Occupy Gentrification
I use to frequent this great bar, every time I came from a San Francisco Giants or an Oakland Athletics game, even a few Golden State Warriors games and other places in the city. I first came here in 1981 in my U.S. Navy days whether I was stationed in Naval Station Treasure Island (1988-1990) (1993_1996) the U.S.S Kansas City stationed in either Alameda NAS, or NSC Oakland (1984-85). the U.S.S Carl Vinson (1993-94) U.S.S Kiska (1978-1981). the music has changed there since I frequent it, and I do remember some of the people who worked there, and come in for a drink there. Well I now in in a town called O'Fallon, IL and I'm retired from the navy now. The town is near St. Louis, Mo. Great times at this place and some very good memories since I went there and have seen this video. Its too bad it had to move though.
I started going to the Gold Dust in the early 80's..... It was always my favorite bar in SF....
Well done! Love it...but maybe I'm slightly biased because the Irish coffee being made at 1:20 was for me. Hope we can all pull through with this.

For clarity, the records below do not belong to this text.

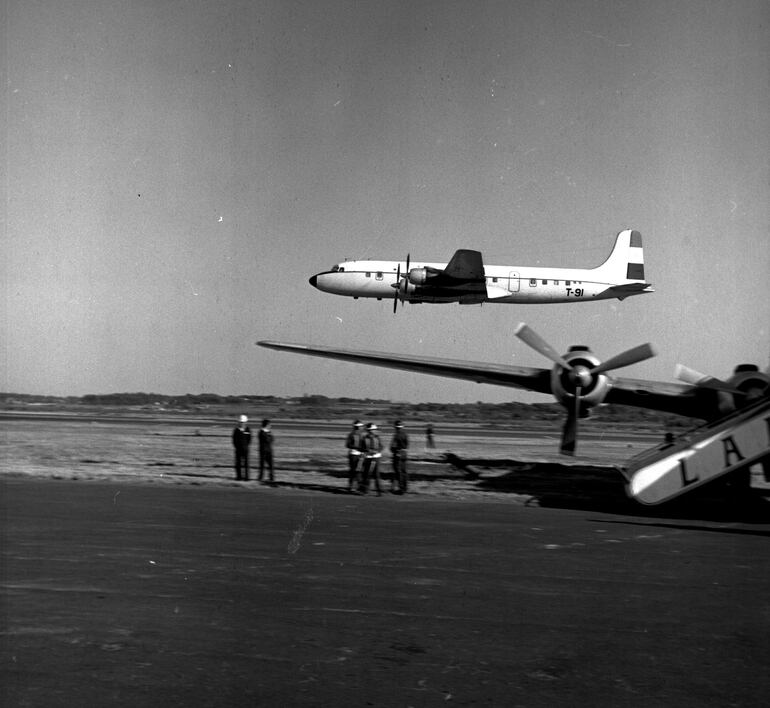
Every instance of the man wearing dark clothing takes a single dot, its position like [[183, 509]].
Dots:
[[371, 446], [353, 444], [398, 446], [241, 442], [265, 450]]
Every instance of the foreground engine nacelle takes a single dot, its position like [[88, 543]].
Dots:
[[593, 387], [750, 381], [418, 276]]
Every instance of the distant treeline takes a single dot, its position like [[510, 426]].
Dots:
[[317, 406]]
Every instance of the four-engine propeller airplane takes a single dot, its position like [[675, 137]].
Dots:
[[466, 280], [579, 380]]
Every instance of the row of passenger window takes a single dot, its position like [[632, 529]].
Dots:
[[533, 282]]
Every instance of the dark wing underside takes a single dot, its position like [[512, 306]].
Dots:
[[479, 372], [655, 395]]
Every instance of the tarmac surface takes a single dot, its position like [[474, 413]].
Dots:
[[152, 594]]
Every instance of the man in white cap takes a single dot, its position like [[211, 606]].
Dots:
[[398, 446], [241, 442], [371, 446], [353, 444]]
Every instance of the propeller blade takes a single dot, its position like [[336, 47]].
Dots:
[[398, 287], [569, 433], [527, 335], [696, 378], [626, 358]]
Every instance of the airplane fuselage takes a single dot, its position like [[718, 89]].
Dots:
[[505, 284], [466, 279]]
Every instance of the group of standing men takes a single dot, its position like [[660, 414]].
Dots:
[[365, 453], [241, 443]]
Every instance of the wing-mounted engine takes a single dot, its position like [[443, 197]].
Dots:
[[750, 382], [579, 382], [422, 276], [578, 378], [746, 385]]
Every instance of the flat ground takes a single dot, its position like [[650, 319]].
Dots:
[[137, 572]]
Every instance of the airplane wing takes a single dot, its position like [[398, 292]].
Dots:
[[681, 399], [525, 377]]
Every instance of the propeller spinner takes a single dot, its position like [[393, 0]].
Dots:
[[577, 380]]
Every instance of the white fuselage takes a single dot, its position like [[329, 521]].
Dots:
[[466, 279], [505, 284]]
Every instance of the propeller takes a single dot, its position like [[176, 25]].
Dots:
[[528, 335], [397, 285], [696, 378], [581, 377]]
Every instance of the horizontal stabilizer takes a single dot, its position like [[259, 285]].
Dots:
[[623, 291], [465, 265]]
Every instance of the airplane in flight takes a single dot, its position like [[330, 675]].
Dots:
[[578, 380], [466, 280]]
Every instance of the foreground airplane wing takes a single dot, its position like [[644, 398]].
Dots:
[[525, 377], [656, 395]]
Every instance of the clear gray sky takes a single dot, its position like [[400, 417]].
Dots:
[[175, 171]]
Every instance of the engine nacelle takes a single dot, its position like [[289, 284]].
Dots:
[[418, 276], [593, 387], [750, 381]]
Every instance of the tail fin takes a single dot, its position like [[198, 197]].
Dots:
[[626, 262]]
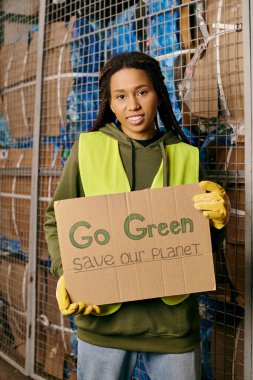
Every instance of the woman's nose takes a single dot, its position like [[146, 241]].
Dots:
[[133, 104]]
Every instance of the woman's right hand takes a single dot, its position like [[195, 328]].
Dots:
[[75, 308]]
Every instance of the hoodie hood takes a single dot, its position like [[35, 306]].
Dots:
[[135, 156]]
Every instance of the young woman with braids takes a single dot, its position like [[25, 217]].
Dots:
[[127, 151]]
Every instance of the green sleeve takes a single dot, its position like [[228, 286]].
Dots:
[[69, 187]]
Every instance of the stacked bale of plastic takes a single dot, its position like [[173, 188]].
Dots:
[[121, 32], [86, 57], [164, 42]]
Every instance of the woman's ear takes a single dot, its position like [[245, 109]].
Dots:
[[111, 108]]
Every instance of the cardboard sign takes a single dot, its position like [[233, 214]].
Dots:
[[137, 245]]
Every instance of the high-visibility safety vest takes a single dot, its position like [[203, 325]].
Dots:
[[102, 172]]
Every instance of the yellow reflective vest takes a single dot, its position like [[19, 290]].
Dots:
[[98, 152]]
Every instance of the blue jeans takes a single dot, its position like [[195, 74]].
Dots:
[[96, 363]]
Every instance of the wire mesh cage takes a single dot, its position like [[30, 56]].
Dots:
[[199, 45]]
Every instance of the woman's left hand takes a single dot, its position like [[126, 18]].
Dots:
[[214, 204]]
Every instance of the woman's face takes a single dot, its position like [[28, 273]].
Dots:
[[134, 102]]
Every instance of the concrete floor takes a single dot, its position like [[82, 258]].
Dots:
[[7, 372]]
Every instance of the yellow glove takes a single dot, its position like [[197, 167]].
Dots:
[[68, 308], [214, 204]]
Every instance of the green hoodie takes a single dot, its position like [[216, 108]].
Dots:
[[147, 325]]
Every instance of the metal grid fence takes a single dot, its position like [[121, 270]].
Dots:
[[51, 53]]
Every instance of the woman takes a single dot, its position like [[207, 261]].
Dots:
[[126, 135]]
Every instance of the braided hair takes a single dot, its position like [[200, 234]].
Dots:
[[141, 61]]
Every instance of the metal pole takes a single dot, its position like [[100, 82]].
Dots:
[[248, 119], [31, 305]]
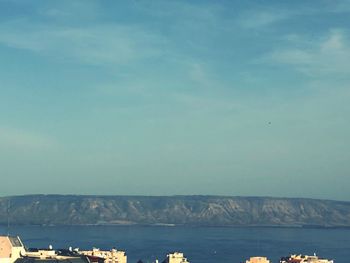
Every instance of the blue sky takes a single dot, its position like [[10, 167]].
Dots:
[[175, 97]]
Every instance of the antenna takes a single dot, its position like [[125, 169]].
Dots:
[[8, 216]]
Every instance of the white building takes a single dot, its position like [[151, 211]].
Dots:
[[176, 257], [11, 248], [111, 256]]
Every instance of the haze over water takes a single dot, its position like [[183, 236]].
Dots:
[[200, 244], [178, 97]]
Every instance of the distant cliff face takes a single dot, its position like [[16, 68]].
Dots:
[[187, 210]]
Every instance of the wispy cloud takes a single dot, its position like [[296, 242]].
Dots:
[[99, 44], [18, 139], [257, 19], [327, 55]]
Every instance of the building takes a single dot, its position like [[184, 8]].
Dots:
[[11, 248], [111, 256], [258, 260], [175, 257], [304, 259]]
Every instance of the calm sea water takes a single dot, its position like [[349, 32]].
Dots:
[[200, 244]]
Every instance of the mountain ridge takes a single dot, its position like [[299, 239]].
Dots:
[[196, 210]]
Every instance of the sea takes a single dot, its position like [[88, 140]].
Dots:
[[199, 244]]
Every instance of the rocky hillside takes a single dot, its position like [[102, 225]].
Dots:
[[185, 210]]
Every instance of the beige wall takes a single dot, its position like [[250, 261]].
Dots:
[[8, 252], [112, 256]]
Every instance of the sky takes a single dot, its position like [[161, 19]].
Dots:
[[242, 98]]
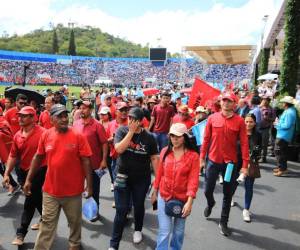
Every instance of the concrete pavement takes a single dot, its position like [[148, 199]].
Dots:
[[275, 221]]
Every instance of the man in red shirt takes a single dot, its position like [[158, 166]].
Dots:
[[12, 114], [6, 140], [8, 104], [24, 146], [44, 119], [184, 116], [222, 133], [96, 136], [161, 119], [68, 160], [108, 103]]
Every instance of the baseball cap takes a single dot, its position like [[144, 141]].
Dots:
[[201, 109], [136, 113], [185, 109], [85, 103], [57, 109], [288, 99], [229, 96], [151, 100], [104, 111], [121, 105], [27, 110], [178, 129]]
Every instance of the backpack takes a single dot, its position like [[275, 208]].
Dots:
[[296, 137], [267, 117]]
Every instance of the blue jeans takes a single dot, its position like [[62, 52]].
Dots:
[[249, 181], [211, 175], [113, 168], [167, 226], [136, 190], [161, 139], [96, 187]]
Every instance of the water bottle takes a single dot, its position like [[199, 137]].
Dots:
[[241, 178], [100, 172], [228, 172]]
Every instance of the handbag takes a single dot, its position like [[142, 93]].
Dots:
[[253, 170], [174, 208]]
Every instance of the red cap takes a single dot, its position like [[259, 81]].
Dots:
[[87, 103], [121, 105], [27, 110], [229, 96]]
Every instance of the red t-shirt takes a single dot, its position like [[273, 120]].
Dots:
[[178, 179], [188, 123], [163, 116], [6, 139], [12, 118], [220, 139], [24, 148], [45, 120], [65, 175], [96, 136]]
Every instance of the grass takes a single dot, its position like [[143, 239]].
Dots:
[[72, 89]]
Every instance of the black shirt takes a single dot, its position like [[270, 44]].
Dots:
[[135, 160]]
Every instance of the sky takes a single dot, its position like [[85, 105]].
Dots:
[[168, 23]]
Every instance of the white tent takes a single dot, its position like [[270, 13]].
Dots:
[[268, 76]]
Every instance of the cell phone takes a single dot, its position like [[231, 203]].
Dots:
[[154, 206]]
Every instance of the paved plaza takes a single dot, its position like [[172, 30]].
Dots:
[[275, 221]]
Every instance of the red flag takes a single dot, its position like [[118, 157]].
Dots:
[[202, 92]]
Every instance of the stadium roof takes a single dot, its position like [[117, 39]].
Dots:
[[234, 54]]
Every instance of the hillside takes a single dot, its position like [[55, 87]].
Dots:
[[89, 42]]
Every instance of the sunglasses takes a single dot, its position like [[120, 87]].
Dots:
[[175, 136]]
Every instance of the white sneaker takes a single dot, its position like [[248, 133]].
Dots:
[[137, 237], [246, 215], [221, 179], [232, 204]]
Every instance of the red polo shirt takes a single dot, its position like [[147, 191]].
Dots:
[[65, 175], [25, 148], [6, 139], [163, 116], [45, 120], [220, 139], [188, 123], [96, 136], [12, 118]]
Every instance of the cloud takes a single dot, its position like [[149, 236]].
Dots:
[[220, 25]]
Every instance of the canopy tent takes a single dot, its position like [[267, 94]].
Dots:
[[235, 54]]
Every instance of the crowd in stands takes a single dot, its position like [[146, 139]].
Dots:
[[127, 72]]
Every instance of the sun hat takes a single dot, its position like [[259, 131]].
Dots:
[[178, 129]]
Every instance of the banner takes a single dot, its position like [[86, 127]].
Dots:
[[202, 92], [198, 131]]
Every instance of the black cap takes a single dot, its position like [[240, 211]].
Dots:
[[57, 109], [165, 93], [136, 113]]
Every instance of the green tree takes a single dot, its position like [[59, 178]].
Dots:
[[291, 48], [72, 45], [264, 61], [55, 47]]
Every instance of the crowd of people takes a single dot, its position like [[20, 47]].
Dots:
[[59, 153], [127, 72]]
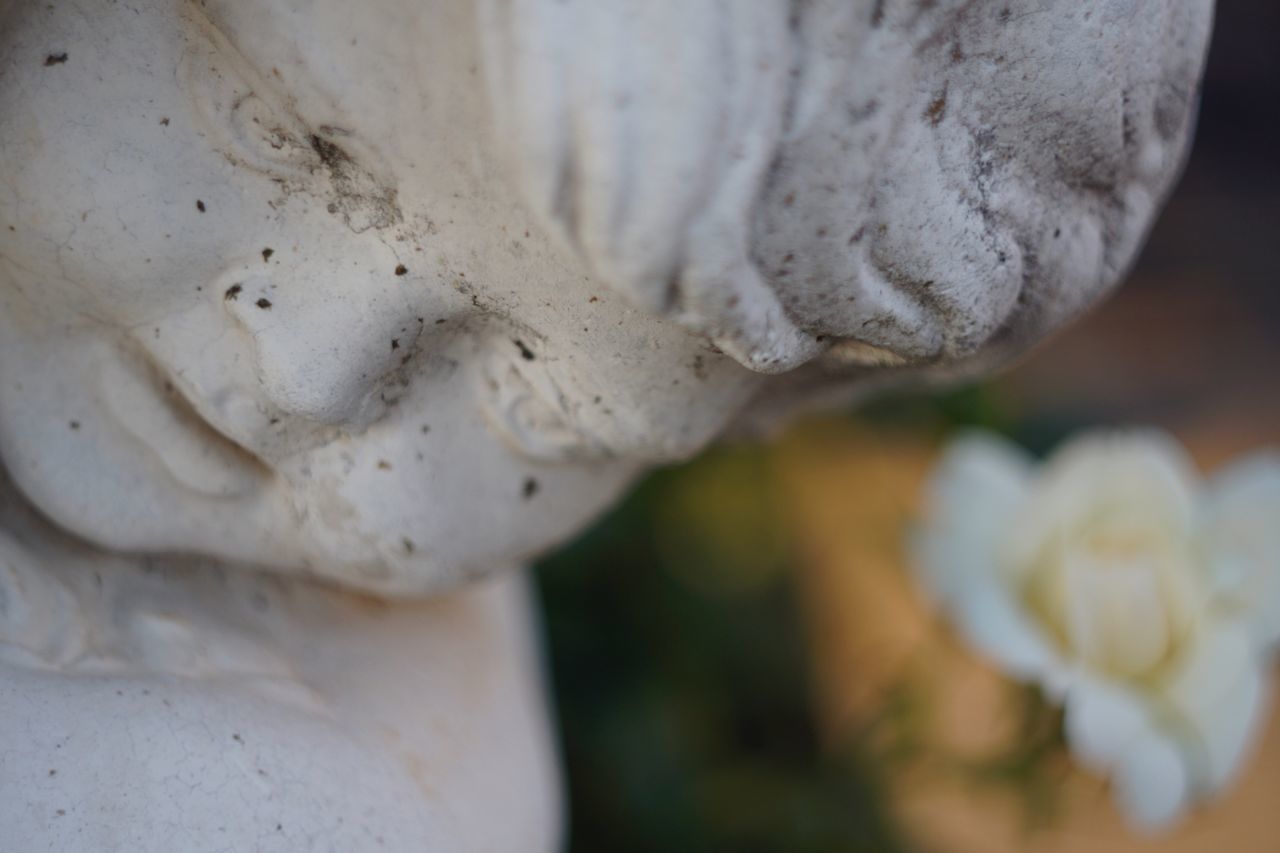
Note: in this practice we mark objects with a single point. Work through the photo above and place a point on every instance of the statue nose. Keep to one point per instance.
(325, 343)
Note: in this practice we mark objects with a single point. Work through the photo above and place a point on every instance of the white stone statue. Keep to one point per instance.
(316, 318)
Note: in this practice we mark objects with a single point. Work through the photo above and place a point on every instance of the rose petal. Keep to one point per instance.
(1150, 783)
(1000, 629)
(977, 487)
(1101, 721)
(1240, 532)
(1217, 698)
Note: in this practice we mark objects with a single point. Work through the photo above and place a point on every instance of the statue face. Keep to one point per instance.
(400, 291)
(256, 310)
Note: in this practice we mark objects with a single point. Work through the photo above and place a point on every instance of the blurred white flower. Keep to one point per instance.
(1142, 600)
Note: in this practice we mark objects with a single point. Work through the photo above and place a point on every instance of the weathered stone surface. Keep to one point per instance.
(398, 293)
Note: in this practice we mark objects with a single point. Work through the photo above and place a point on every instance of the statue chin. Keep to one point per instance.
(357, 304)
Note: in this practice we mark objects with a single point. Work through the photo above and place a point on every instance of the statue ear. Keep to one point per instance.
(240, 110)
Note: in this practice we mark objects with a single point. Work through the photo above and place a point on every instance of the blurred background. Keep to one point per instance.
(739, 658)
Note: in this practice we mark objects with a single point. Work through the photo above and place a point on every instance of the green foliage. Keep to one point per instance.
(680, 680)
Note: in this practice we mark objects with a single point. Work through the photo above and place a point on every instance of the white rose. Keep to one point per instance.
(1139, 598)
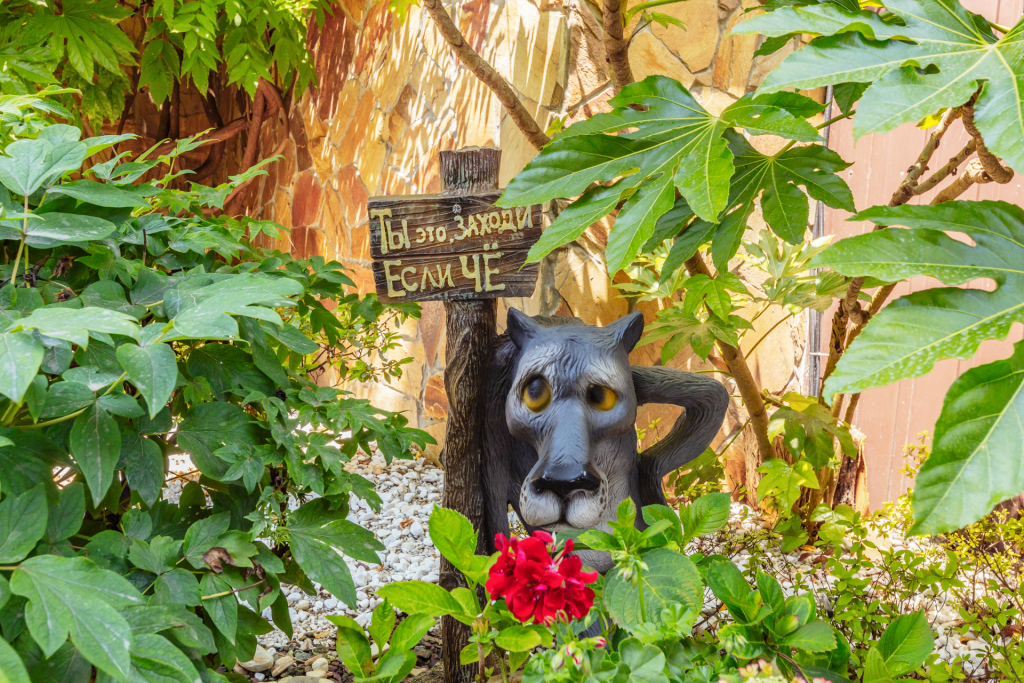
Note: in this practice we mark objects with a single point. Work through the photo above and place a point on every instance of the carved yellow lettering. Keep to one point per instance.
(475, 274)
(379, 214)
(487, 271)
(404, 271)
(507, 223)
(525, 219)
(391, 292)
(446, 275)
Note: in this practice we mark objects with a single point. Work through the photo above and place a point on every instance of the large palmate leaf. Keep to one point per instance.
(74, 595)
(669, 143)
(317, 535)
(943, 55)
(775, 178)
(907, 337)
(977, 455)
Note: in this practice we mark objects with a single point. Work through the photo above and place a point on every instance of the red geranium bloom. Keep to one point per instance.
(536, 586)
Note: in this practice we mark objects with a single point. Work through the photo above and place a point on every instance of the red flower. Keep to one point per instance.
(536, 586)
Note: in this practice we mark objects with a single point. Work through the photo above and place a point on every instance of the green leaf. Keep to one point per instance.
(907, 337)
(977, 449)
(95, 444)
(454, 537)
(906, 643)
(154, 370)
(411, 632)
(783, 480)
(101, 194)
(875, 668)
(64, 519)
(155, 659)
(674, 131)
(418, 597)
(20, 355)
(67, 397)
(576, 218)
(776, 179)
(144, 466)
(352, 646)
(706, 515)
(645, 664)
(208, 427)
(28, 165)
(223, 609)
(943, 55)
(518, 639)
(23, 523)
(317, 534)
(203, 536)
(65, 666)
(809, 428)
(636, 221)
(670, 579)
(813, 637)
(74, 596)
(74, 325)
(11, 668)
(46, 229)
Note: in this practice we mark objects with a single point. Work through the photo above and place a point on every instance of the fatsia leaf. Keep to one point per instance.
(72, 595)
(95, 444)
(907, 337)
(20, 356)
(317, 535)
(23, 523)
(977, 457)
(11, 667)
(576, 218)
(674, 128)
(943, 54)
(154, 370)
(636, 221)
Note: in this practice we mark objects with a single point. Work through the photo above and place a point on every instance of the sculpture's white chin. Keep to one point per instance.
(548, 511)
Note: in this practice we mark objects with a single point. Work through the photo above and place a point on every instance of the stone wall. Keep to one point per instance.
(390, 96)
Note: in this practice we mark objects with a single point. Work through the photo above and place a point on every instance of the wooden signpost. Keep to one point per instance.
(451, 248)
(458, 248)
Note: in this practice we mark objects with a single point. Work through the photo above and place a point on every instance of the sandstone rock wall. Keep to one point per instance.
(390, 96)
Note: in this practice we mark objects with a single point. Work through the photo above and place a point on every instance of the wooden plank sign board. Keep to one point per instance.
(451, 248)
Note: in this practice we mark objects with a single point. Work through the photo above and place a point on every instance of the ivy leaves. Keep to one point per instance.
(658, 142)
(937, 56)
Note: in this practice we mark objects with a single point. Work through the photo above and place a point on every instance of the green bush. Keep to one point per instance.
(136, 324)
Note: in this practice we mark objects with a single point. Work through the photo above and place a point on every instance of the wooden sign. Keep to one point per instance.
(452, 248)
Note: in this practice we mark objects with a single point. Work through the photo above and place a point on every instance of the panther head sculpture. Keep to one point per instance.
(560, 441)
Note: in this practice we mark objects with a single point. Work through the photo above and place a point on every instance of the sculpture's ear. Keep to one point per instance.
(628, 330)
(520, 328)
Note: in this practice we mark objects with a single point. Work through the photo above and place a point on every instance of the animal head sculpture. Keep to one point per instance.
(560, 442)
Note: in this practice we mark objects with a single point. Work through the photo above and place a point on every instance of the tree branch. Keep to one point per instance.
(615, 46)
(906, 188)
(950, 167)
(749, 390)
(989, 162)
(487, 75)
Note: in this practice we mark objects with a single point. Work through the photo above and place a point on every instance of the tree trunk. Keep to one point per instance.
(471, 330)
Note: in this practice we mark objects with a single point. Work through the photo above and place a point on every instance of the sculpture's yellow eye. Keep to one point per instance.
(601, 397)
(537, 394)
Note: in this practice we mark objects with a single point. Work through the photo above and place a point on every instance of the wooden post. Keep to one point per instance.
(471, 329)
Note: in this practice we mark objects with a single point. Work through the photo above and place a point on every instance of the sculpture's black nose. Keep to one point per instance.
(563, 481)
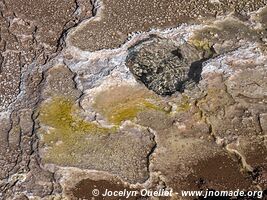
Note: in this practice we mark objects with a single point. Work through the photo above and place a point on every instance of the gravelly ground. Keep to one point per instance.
(74, 117)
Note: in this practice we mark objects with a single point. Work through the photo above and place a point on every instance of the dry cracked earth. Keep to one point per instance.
(168, 94)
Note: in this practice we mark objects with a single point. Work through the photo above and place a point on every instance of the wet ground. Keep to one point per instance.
(131, 95)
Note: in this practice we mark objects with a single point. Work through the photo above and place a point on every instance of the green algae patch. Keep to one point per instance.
(124, 103)
(62, 113)
(68, 134)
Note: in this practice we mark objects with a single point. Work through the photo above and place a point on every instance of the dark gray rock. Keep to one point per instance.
(164, 66)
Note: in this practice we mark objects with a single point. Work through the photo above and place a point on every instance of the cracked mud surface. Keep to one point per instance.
(121, 95)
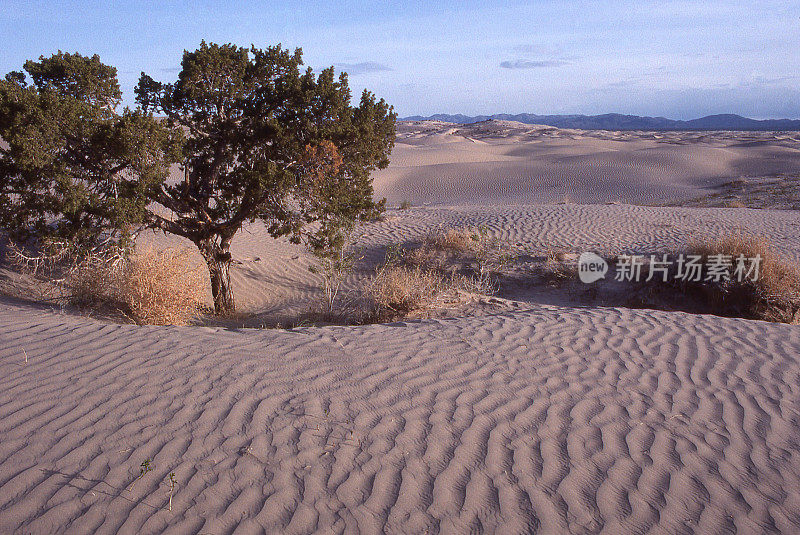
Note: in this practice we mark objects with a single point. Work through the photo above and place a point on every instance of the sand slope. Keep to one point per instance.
(539, 419)
(505, 161)
(547, 421)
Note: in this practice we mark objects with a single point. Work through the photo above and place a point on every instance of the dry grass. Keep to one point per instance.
(461, 240)
(397, 291)
(153, 287)
(773, 296)
(162, 287)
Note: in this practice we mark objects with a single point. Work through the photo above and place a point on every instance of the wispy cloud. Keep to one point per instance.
(531, 64)
(364, 67)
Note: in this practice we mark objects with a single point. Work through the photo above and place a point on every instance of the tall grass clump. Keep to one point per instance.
(773, 296)
(161, 287)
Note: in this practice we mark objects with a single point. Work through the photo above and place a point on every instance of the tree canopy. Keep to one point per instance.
(257, 138)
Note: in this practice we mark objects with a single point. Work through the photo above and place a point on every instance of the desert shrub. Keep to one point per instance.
(160, 287)
(91, 282)
(773, 296)
(334, 264)
(459, 240)
(396, 291)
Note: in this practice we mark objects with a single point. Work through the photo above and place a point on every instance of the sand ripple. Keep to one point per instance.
(553, 420)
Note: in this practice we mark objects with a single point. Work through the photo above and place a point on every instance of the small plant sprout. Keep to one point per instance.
(172, 484)
(143, 469)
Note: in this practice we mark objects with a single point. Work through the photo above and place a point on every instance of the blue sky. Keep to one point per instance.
(679, 59)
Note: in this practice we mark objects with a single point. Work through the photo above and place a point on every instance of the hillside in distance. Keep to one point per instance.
(616, 121)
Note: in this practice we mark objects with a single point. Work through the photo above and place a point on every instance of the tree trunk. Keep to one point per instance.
(218, 259)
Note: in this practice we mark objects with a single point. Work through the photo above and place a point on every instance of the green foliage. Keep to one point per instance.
(266, 141)
(74, 169)
(252, 116)
(258, 139)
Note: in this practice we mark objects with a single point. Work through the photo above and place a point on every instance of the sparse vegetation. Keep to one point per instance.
(144, 468)
(334, 263)
(438, 272)
(773, 296)
(157, 287)
(161, 287)
(256, 138)
(172, 484)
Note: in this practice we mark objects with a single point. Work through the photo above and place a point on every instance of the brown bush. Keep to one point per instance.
(161, 287)
(462, 240)
(155, 287)
(774, 296)
(398, 290)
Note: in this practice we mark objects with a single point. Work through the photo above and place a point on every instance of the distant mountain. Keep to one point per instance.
(616, 121)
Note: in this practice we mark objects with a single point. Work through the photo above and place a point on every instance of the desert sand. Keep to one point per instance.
(531, 414)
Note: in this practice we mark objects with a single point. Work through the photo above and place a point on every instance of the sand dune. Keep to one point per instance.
(525, 418)
(546, 421)
(503, 161)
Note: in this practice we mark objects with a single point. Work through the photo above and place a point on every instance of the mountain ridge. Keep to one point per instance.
(617, 121)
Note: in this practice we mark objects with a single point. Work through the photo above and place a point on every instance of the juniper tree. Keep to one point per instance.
(258, 131)
(72, 169)
(256, 138)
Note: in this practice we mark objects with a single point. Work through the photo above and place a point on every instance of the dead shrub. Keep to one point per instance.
(399, 290)
(461, 240)
(773, 296)
(161, 287)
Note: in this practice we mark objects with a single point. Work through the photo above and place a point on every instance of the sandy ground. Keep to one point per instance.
(538, 416)
(504, 161)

byłem tam wiele razy, cudowne klimatyczne miejsce, pozdrowienia dla Marina from poland
Seriously! Save the Gold Dust! It's a part of San Francisco culture!
I wonder what it looks like today
It's a super tiny boutique Express store. And there's another large Express store .02 miles away.
Thanks for the info!
Seriously? I was the first to watch this.
The Gold Dust needs to be saved. Just like the french clothing store FCUK that came and went, so will this clothing chain: it will not be a permanent fixture. it's products are too cheap and of too poor of a quality to be able to sustain the corner. In the end, that does not matter any way. What matters is that we need to preserve street level live and spontaneity. We will also lose the record store on the corner: big loss for locals and tourists who love sources for hardcopy music.